Consumer debt in Canada increased over the last three months of 2019 as home loans continue to grow, according to the latest figures from Equifax Canada.
Over the quarter, the average home loan increased to $289,000, up by 7.2% from the same period in 2018.
Toronto recorded the highest growth in the average mortgage size at 8.5% to $448,000.
Interestingly, Vancouver reversed the declines it recorded from the past two years, reporting a 7.4% gain in average mortgage size to $455,000.
Equifax Canada's data also showed a 0.18% mortgage-delinquency rate, the highest fourth-quarter level since 2016. However, this rate is still low in historical terms.
Non-mortgage debt also reported an increase in the quarter, albeit only at a marginal pace.

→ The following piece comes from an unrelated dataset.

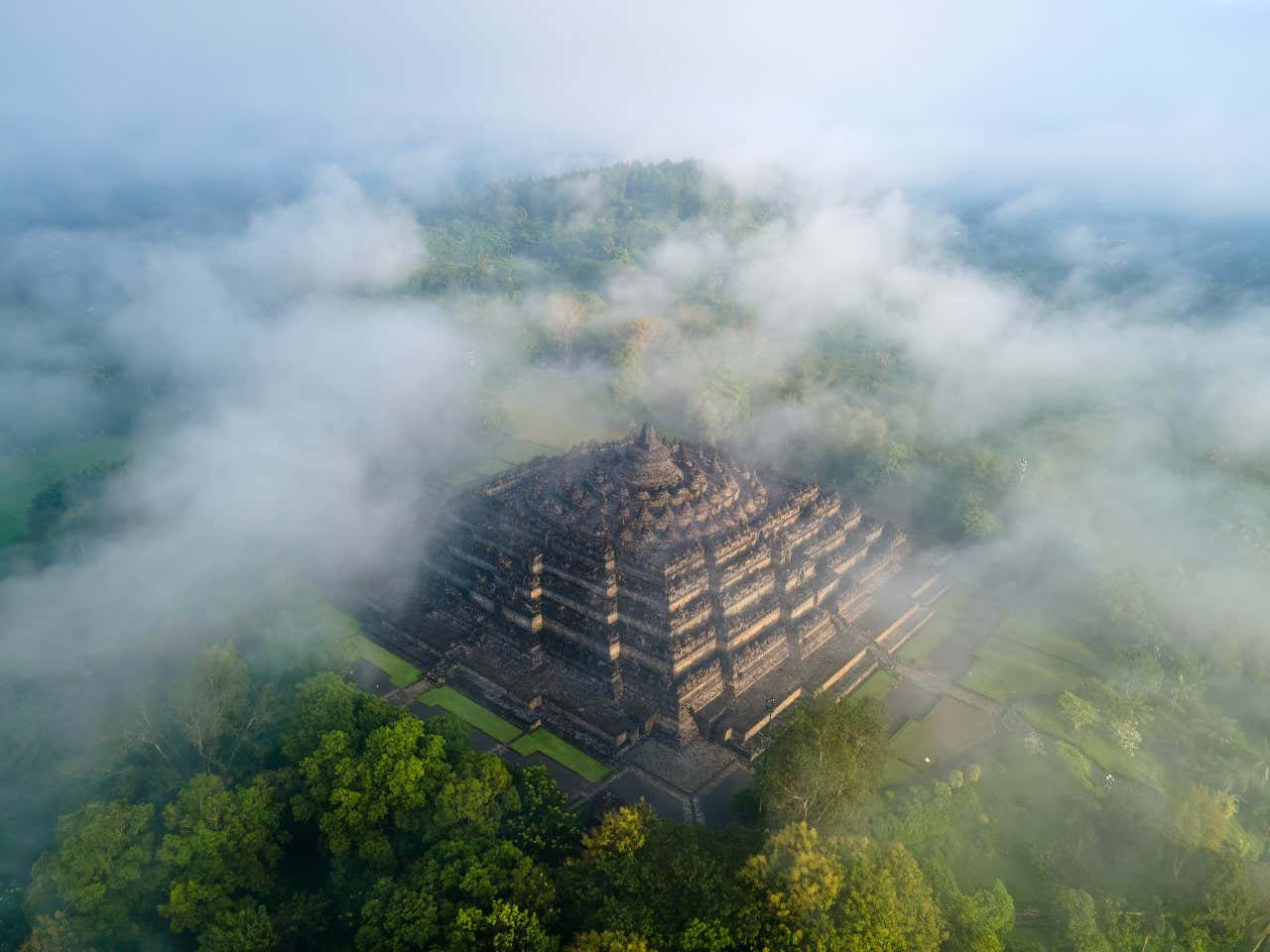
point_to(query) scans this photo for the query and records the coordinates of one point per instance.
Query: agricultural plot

The average non-mortgage debt rose 1% to $23,800. This not-so-strong growth in the non-mortgage segment can be attributed to the low usage of lines of credit, said Bill Johnston, vice president of data and analytics at Equifax Canada.
"Outside of mortgages, we have seen a significant pullback in demand for credit. Adjusting for population growth, non-mortgage debt did not even keep pace with inflation in the last half of 2019. That is a significant slowdown from the torrid pace set in Q1," he said in a report in The Canadian Press.
Quebec saw the most substantial gain in non-mortgage debt at 2.03%, followed by 1.91% in Ontario.
The overall delinquency rate in Canada hit 1.19%, which was 11% higher than in 2018.